Education has been a big focus of mine ever since I became a politician, because the current state of education in New Zealand is alarming and it is only getting worse.

School achievement has been in decline for the last thirty years and a recent NCEA pilot exposed just how far it has fallen.

Two thirds of secondary school students failed to meet minimum standards in reading, writing and maths, while 98 per cent of Decile One Year 10 students failed a basic writing test.

This is utterly unacceptable.

When I became Leader of the National Party, I mentioned my aspirations to lift New Zealand’s education and bring it back to what it once was.

New Zealand kids used to be among the top 10 in the world in maths, reading and science. This is no longer the case.

That is why last week I was proud to announce National’s ‘Teaching the Basics Brilliantly’ plan which will ensure every child has the skills they need in reading, writing, maths and science to set them up for further success.

Firstly, National will require all primary and intermediate schools to teach an hour of reading, an hour of writing and an hour on maths, on average, every day.

Children need the time to acquire knowledge, practice skills and master the basics so they stay with them for life.

Secondly, National will re-write the curriculum so it says what must be taught each year in reading, writing, maths and science to every year group in primary and intermediate schools.

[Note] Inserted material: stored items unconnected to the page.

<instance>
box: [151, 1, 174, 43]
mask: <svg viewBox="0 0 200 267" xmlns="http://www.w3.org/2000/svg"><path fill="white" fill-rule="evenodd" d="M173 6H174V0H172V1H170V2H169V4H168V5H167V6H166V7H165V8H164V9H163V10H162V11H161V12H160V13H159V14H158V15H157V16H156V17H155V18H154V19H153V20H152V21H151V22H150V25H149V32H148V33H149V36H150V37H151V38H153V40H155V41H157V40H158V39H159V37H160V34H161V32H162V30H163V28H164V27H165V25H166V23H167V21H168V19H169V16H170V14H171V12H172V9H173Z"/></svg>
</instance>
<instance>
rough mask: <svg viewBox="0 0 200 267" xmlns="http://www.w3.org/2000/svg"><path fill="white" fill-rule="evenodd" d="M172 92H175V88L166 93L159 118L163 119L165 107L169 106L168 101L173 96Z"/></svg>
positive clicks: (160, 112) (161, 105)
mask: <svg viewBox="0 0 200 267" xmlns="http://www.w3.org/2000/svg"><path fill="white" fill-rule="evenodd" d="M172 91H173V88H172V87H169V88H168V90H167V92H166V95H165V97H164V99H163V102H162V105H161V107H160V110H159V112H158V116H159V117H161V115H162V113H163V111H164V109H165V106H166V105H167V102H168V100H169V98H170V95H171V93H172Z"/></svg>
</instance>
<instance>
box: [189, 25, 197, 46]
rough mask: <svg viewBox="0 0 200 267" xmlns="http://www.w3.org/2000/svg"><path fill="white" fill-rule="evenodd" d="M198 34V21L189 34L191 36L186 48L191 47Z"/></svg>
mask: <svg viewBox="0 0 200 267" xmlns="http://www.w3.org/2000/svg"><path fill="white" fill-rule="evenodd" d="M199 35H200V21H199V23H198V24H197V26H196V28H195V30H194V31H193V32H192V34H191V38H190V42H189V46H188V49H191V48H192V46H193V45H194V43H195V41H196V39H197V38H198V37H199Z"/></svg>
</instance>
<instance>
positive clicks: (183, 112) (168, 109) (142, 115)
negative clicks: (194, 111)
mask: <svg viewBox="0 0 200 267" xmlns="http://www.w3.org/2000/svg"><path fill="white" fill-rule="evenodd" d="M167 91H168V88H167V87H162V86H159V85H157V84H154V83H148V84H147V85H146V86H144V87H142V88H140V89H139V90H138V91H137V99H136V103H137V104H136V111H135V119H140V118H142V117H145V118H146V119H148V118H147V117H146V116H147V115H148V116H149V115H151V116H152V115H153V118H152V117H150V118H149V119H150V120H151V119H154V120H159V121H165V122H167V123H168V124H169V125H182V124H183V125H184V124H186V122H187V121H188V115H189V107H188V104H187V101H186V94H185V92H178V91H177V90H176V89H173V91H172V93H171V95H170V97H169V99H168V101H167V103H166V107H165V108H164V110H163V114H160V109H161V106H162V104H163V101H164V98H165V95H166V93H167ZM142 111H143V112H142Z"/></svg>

Currently the curriculum is far too loose. It does not give teachers clear guidance about what to teach, when.

Instead of being divided by years, it is grouped in “bands” spanning two to three school years.

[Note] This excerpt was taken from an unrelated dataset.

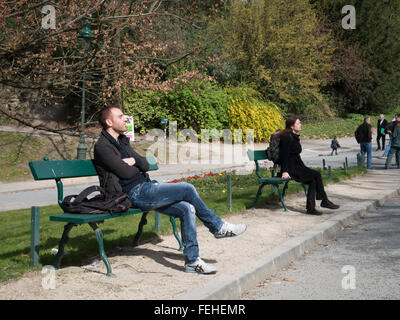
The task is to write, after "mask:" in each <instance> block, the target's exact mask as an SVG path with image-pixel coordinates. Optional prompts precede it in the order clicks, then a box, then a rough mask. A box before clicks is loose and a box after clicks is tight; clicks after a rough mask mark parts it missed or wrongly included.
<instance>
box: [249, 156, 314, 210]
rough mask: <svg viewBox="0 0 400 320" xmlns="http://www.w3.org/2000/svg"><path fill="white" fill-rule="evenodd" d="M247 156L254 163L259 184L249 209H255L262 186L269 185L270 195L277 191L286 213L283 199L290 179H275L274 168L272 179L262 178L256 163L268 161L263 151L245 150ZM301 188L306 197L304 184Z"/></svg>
mask: <svg viewBox="0 0 400 320" xmlns="http://www.w3.org/2000/svg"><path fill="white" fill-rule="evenodd" d="M247 156H248V157H249V159H250V161H254V162H255V165H256V175H257V178H258V184H259V187H258V191H257V194H256V199H255V200H254V203H253V204H252V206H251V209H254V208H255V206H256V204H257V201H258V199H259V198H260V196H261V193H262V189H263V188H264V186H266V185H271V191H272V193H275V188H276V189H277V190H278V193H279V201H280V202H281V203H282V205H283V208H284V210H285V211H287V208H286V204H285V201H284V197H285V192H286V189H287V188H288V184H289V182H290V181H291V180H292V179H291V178H289V179H282V178H280V177H276V176H275V168H274V170H272V177H270V178H265V177H263V176H262V175H261V173H260V165H259V164H258V161H260V160H268V158H267V154H266V152H265V150H247ZM281 184H284V187H283V189H281V187H280V185H281ZM302 186H303V189H304V193H305V194H306V195H307V189H306V186H305V185H304V184H302Z"/></svg>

National will get rid of the three-year bands, replacing them with explicit expectations of achievement and knowledge dissemination for each year group.

We will check children have learned what the curriculum says they should have learned, and we will keep parents informed about where their kids are up to.

Therefore, the third part of the plan requires schools to assess student progress in reading, writing and maths at least twice a year every year from Year 3 to Year 8, with clear reporting to parents

This will provide something we don’t have at the moment – a reliable, national picture of how New Zealand children are progressing at primary and intermediate school.

At the moment, the first national test for numeracy and literacy is not until NCEA. Until then, we are flying almost completely blind.

Finally, National will ensure that teachers and trainee teachers spend more time learning how to teach the basics.

We will also provide them with more classroom tools and lesson plans to help them teach reading, writing, maths and science.

We will set a target of 80 per cent of Year 8 students being at or above the expected curriculum level for their age in reading, writing, maths and science, and also aim to have New Zealand back in the top 10 world rankings by 2030.

The day after I made our education announcement, I had the pleasure to visit my old school – Cockle Bay Primary School right here in Botany.

This school gave me a great grounding in writing, reading, maths and science. It got me off to a great start and made me feel positive about school and learning.

I am ambitious for New Zealand children. School achievement has declined under successive governments, but a National government I lead will stop that decline.

National’s plan will benefit the whole country, but the real winners will be the kids who one day have the chance to realise their potential and lead the life they want because, regardless of where they came from, or where they lived, their teachers taught the basics brilliantly.